Secondly, the emotional domain captures both the deleterious impacts of trauma-related affect (e.g., fear, anxiety, guilt) and the health-enhancing influences of positive emotions (e.g., curiosity, love, hope; see Van Cappellen et al., Chap. 20, this volume). Although emotion dysregulation is a common factor in psychopathology, the broaden-and-build theory of positive emotions offers an additional perspective. Affect regulation includes an individual’s ability to modulate emotional states in order to respond adaptively to their environment. In the context of disaster, emotions such as fear and anxiety can serve important adaptive functions in promoting survival-oriented and risk-reduction behaviors (e.g., evacuating, taking shelter, following health precautions). However, if not well-regulated, these emotions can be paralyzing and counterproductive over time. Within the DSRF model, the emotional domain also involves the upregulation of positive emotions, which can promote an upward spiral of cultivating psychological, R/S, and social resources (Van Cappellen et al., Chap. 20, this volume). Regulation can occur individually (self-regulation) and relationally (co-regulation). Adaptive regulation allows survivors to experience emotions more fully (rather than dissociating or avoiding) and use them productively (as cues about underlying needs, desires, and motivations).

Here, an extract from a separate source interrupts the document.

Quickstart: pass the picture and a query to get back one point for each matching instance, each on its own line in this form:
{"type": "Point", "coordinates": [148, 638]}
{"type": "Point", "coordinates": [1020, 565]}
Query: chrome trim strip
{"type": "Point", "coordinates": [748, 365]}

Synthesizing contributions from the R/S coping and meaning-making literatures, the cognitive domain captures (a) the ways in which disasters may challenge or shatter previous beliefs about oneself, others, the world, and the sacred as well as (b) the role that positive or redemptive meanings can play in promoting resilience and adaptation. Many R/S survivors draw on their faith as they attempt to reconcile global meanings with painful disaster effects, often reducing dissonance by altering or expanding theodicies of suffering. This can include distress-perpetuating negative appraisals, such as blaming themselves or society at large (e.g., viewing the disaster as punishment for sin) or accusing God (e.g., viewing the divine as wrathful, cruel, or untrustworthy). Alternatively, believers can reaffirm a divine purpose and plan (e.g., seeing God as at work amidst the disaster) and make positive attributions about unity, sanctification, or potential R/S growth. For instance, in a longitudinal disaster study, Davis et al. (2019a, p. 6) found evidence that survivors engaged in resilience-promoting R/S appraisals about cause (“God did not cause the disaster but did allow it to happen”), purpose (“God has used the disaster to accomplish higher benevolent purposes”), and presence (“God has been a source of love, comfort, strength, and hope for survivors”). Metabolizing exposure to suffering, chaos, and death may occur via R/S narratives, rituals, and symbols that facilitate redemptive meaning-making.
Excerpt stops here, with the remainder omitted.